It was inspired by OAuth2 SSO implementation using ADFS in MVC4 with Owin Oauth middleware.
Now this question was answered by @vibronet who is of course the much-fabled Vittorio of Cloud Identity fame.
"ADFS 2012 R2 only supports public clients. Web sites are confidential clients, hence you cannot perform an OAuth2 authorization grant with ADFS 2012 R2."
But there are references all over the Internet stating that ADFS v3.0 does support "authorization code grant" ?
So I queried this - refer to the article for the response!
After reading the OAuth 2.0 spec. again, ( RFC6749) there are two kinds of clients (Section 2.1) viz:
Clients capable of maintaining the confidentiality of their credentials (e.g., client implemented on a secure server with restricted access to the client credentials), or capable of secure client authentication using other means.

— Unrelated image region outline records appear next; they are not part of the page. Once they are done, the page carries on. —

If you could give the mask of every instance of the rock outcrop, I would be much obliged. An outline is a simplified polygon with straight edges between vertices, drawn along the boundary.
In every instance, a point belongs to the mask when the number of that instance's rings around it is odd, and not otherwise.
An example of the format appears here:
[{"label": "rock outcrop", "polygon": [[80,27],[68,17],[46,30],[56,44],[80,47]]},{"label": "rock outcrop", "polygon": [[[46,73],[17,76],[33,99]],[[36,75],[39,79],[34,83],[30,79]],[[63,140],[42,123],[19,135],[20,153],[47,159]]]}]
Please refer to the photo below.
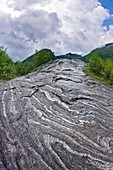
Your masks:
[{"label": "rock outcrop", "polygon": [[113,170],[113,89],[57,60],[0,83],[0,170]]}]

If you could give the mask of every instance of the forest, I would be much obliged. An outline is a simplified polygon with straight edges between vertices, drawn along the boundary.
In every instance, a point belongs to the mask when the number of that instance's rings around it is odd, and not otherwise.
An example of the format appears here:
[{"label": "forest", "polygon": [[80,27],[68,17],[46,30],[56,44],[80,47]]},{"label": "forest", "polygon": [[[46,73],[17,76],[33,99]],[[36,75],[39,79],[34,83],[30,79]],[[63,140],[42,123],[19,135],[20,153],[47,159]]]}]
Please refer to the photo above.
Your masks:
[{"label": "forest", "polygon": [[112,58],[102,59],[97,53],[92,52],[84,72],[104,84],[113,85]]}]

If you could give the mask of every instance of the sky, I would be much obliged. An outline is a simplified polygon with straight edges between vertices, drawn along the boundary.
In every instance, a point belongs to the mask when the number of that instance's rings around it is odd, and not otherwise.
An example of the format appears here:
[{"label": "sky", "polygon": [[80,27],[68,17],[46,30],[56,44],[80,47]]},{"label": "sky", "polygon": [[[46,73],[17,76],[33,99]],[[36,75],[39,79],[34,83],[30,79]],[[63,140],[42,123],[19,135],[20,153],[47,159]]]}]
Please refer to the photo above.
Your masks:
[{"label": "sky", "polygon": [[14,60],[43,48],[85,55],[113,42],[113,0],[0,0],[0,46]]}]

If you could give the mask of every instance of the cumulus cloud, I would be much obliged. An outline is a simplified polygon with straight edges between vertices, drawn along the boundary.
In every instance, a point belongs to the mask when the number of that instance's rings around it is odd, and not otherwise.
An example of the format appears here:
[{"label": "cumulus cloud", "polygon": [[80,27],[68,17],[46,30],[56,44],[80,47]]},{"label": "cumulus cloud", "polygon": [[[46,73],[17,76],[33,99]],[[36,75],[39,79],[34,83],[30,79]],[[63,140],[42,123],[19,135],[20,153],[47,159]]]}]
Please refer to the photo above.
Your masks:
[{"label": "cumulus cloud", "polygon": [[14,60],[23,60],[35,49],[50,48],[56,54],[82,55],[113,41],[113,25],[98,0],[5,0],[0,12],[0,44]]}]

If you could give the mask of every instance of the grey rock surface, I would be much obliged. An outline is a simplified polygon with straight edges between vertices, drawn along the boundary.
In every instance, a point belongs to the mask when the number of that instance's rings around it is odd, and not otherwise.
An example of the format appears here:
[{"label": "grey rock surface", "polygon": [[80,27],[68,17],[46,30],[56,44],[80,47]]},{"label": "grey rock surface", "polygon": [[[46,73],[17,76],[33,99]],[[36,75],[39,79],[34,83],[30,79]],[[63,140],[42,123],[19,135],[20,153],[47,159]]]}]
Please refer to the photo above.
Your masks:
[{"label": "grey rock surface", "polygon": [[84,65],[0,83],[0,170],[113,170],[113,89]]}]

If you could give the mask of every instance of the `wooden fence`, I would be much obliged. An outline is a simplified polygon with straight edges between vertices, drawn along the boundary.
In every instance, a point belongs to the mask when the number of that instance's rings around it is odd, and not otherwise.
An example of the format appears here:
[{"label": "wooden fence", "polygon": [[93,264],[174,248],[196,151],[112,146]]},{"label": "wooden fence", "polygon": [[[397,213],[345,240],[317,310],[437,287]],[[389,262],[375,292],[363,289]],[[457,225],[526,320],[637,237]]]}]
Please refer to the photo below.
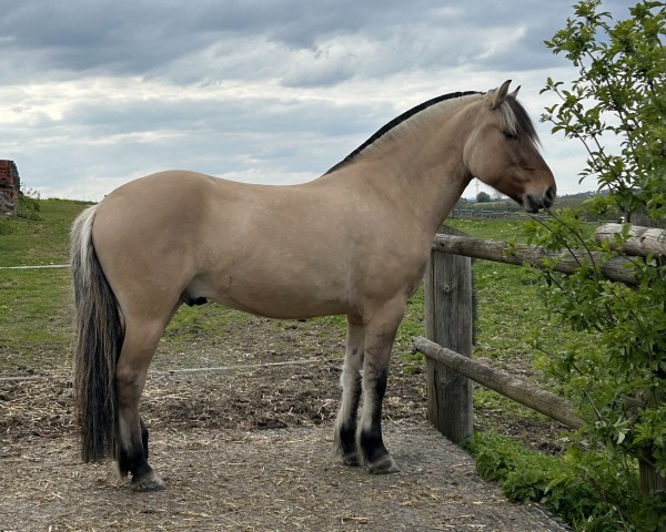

Clients incapable of maintaining the confidentiality of their credentials (e.g., clients executing on the device used by the resource owner, such as an installed native application or a web browser-based application), and incapable of secure client authentication via any other means"
and it then goes on to discussing the client profiles:
- A web application is a confidential client running on a web server.
- A user-agent-based application is a public client in which the client code is downloaded from a web server and executes within a user-agent (e.g., web browser) on the device used by the resource owner.
- A native application is a public client installed and executed on the device used by the resource owner.
Supported authorization grants
|Authorization grant type||ADFS (Windows Server 2012 R2)|
|Authorization code grant||Supported|
|Implicit grant||Not supported|
|Resource Owner Password Credentials grant||Not supported|
|Client Credentials grant||Not supported|
Supported client types
|Client type||ADFS (Windows Server 2012 R2)|
|Confidential client||Not supported|
we note that "authorization code grant" is only supported for public clients which do not include web applications.
Which explains @vibronet's answer and also explains why the only code samples I've ever seen for this are for Web API not web application.
(If you read to the bottom of the post, you'll see that Microsoft extended the OAuth2 spec.!).
Also to call out @vibronet's statement "OAuth2 is not a sign on protocol". Yes - and it doesn't do SSO either. That's where OpenID Connect comes in.And OpenID Connect is not supported in this release either.
In terms of a summary of the grant types, I found "A guide to OAuth grants" useful.
If you want a full implementation plus OpenID Connect you'll find this in ADFS 4.0 - Server 2016 which brings the support up to par with Azure AD.